Parallel to the trade talks in Hong Kong, protest groups are staging a "People's Action Week" against the World Trade Organization.
Opponents to the World Trade Organization already have kicked off a week of protests, before the WTO ministerial conference even begins.
Thousands of protesters marched through the streets of Hong Kong on Sunday, demanding that the WTO be junked. The peaceful rally was the first event in what activists call the People's Action Week.
Thousands of trade negotiators from 149 countries will begin the WTO's Sixth Ministerial Conference in Hong Kong on Tuesday. They will spend the week trying to forge agreements on reducing trade barriers, especially for developing nations.
However, while many governments, economists and business think increased trade is good for their countries, millions of people around the world have doubts. For anti-WTO activists, lowering trade barriers means increased pressures on poor farmers and fragile industries in developing countries.
The most high-profile anti-WTO events this week will be two more protest marches - on Tuesday, the opening day of the conference and on Sunday, the closing day.
Up to 10,000 people are expected to take part in the rallies. All groups have vowed to demonstrate peacefully, but the Hong Kong police force is prepared for the worst and has mounted its biggest security operation ever. At the 1999 WTO ministerial in Seattle and again in 2003 in Cancun, violent protests broke out.

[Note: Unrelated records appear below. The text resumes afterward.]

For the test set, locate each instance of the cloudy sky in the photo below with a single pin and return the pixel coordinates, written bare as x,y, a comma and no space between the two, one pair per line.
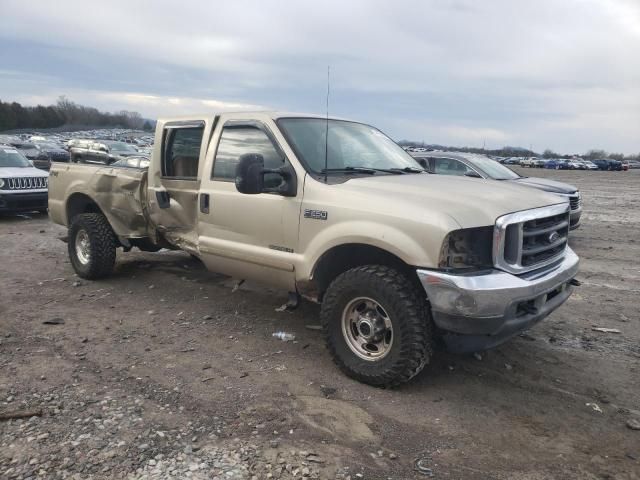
552,74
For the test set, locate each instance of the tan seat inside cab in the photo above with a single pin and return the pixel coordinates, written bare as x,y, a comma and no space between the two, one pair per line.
185,166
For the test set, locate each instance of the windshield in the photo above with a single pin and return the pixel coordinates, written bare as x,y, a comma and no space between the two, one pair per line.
494,169
349,145
10,157
121,147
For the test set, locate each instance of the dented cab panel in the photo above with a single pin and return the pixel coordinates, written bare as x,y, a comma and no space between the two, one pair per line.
120,193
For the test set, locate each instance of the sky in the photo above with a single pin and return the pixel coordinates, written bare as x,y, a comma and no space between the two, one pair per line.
563,75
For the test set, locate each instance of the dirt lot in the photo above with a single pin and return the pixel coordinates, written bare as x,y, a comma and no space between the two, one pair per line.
164,370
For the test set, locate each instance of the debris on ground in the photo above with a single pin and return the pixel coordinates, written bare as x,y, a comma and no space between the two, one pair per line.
20,414
237,285
594,406
327,391
54,321
423,465
284,336
633,424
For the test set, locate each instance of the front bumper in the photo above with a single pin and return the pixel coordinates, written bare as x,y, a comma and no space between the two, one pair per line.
482,310
23,202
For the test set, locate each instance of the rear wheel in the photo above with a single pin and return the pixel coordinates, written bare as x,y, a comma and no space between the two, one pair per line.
377,325
92,246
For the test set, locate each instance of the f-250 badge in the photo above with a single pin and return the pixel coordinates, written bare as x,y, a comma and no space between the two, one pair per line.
315,214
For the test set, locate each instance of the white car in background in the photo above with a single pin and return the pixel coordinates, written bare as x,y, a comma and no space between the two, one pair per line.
23,187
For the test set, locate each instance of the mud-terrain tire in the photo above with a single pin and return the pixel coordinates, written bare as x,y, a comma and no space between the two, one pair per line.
401,305
92,246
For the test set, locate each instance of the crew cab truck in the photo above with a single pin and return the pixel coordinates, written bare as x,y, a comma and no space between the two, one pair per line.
336,212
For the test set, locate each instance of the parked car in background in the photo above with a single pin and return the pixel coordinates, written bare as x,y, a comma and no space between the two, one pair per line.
511,161
633,164
576,165
557,164
23,187
481,166
538,162
49,152
30,151
140,162
101,151
601,164
525,162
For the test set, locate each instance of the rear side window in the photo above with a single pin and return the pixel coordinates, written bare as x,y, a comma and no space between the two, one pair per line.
448,166
182,152
235,142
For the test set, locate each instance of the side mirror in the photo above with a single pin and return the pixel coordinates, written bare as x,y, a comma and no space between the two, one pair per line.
250,173
472,174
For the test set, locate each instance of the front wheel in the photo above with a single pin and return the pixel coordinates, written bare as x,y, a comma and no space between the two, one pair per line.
377,325
92,246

Mabel Au of Hong Kong's People's Alliance on WTO, a network of grassroots organizations that organized the protests, says the People's Action Week is not only about demonstrations. Anti-WTO groups - most of them from Asia - have organized more than 80 events.

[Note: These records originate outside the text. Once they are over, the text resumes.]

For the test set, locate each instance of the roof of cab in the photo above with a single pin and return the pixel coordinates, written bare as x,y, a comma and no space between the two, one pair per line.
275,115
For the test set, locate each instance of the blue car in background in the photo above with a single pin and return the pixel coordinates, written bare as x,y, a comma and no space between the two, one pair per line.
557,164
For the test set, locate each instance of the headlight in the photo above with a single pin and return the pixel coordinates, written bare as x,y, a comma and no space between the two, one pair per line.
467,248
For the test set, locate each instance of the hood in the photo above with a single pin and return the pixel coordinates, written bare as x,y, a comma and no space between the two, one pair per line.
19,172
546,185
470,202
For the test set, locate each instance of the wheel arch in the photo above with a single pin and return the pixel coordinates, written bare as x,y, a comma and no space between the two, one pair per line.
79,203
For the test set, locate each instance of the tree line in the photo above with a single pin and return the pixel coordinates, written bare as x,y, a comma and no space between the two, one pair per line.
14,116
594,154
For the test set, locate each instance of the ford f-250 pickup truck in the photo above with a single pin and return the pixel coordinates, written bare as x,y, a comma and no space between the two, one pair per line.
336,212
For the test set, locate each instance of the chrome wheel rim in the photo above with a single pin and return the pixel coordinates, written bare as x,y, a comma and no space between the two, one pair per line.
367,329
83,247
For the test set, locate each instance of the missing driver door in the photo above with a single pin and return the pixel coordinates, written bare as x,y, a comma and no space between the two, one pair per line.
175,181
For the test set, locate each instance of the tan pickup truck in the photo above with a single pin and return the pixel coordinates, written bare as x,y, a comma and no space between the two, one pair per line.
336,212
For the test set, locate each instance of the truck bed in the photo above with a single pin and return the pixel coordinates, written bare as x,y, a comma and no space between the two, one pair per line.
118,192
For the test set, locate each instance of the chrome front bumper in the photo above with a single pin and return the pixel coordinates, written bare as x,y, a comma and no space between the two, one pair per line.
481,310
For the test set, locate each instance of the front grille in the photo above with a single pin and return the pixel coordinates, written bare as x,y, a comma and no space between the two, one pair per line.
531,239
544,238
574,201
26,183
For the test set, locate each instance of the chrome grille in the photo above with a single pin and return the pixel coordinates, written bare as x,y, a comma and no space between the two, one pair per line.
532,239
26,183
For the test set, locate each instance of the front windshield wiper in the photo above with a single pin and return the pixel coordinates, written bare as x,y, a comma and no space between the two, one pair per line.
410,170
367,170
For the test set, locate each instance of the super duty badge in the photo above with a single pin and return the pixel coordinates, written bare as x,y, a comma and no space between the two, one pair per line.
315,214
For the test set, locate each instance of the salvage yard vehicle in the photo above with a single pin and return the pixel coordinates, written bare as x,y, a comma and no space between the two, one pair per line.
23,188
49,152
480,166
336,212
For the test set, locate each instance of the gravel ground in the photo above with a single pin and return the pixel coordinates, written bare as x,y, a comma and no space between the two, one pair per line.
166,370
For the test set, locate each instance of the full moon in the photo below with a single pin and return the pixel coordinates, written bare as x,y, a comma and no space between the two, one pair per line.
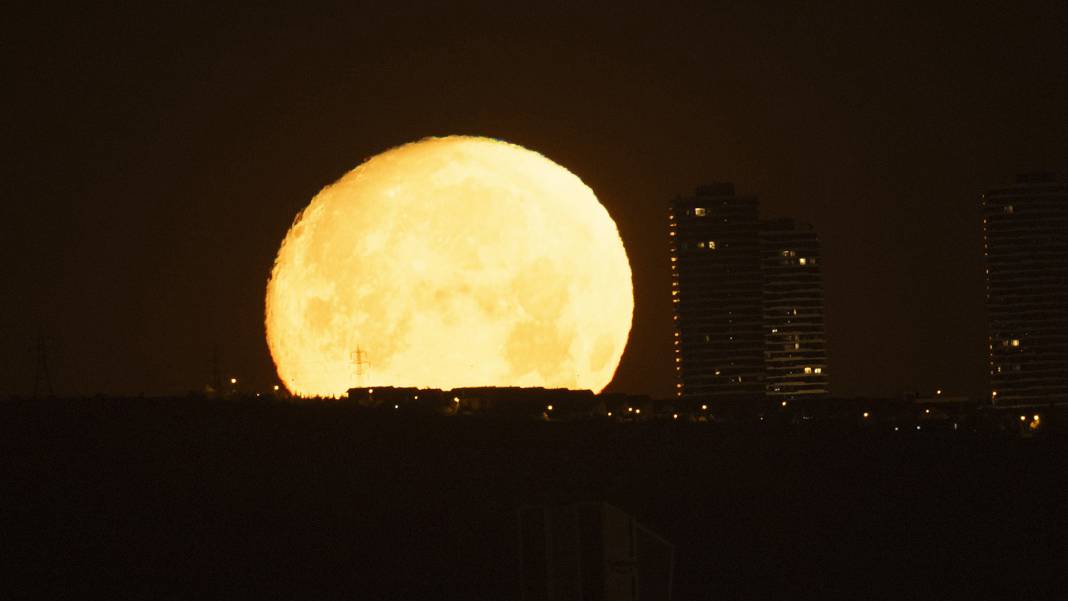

"The "People's Action Week" is going to have many different activities like seminars, workshops, cultural activities, concerts, people's caravans, fishermen's - they are all coming to Hong Kong and have one objective: to protest against the WTO," she said.
Most of the events will be held in a park a few kilometers away from where the trade negotiators will be meeting.

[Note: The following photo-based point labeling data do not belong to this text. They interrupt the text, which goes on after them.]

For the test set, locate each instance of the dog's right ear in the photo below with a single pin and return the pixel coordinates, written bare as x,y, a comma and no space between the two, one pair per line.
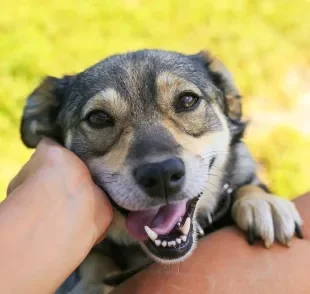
41,111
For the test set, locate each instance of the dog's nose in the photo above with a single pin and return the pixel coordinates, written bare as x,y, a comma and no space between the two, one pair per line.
161,179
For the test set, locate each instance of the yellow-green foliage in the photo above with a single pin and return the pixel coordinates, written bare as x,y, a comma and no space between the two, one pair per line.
259,40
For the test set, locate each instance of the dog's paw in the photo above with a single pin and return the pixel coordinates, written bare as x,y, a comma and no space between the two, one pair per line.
268,217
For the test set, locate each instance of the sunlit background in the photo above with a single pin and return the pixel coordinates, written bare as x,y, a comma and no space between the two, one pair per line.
266,44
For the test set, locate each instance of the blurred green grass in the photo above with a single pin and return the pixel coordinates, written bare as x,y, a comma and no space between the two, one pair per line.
259,40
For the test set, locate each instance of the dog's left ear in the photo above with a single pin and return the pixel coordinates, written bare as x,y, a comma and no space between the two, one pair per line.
223,79
40,117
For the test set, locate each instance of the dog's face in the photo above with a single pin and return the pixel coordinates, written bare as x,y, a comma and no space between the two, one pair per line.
152,126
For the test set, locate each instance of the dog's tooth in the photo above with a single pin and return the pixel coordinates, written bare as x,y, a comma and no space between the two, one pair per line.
184,237
200,230
153,236
186,226
209,217
157,242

Activities include roundtable discussions on trade and development, a cultural rice festival and a demonstration by Asian fishermen on boats in Victoria harbor.
Migrant organizations will organize an "embassy hopping" day. They will present mock awards to representatives of those Asian countries that export their people instead of creating jobs and to receiving countries that do not respect migrant workers' rights.
Organizers say some of the most important forums this week will focus on alternatives to the WTO. They say if protest groups want to derail the WTO they also need to discuss what it is they want instead.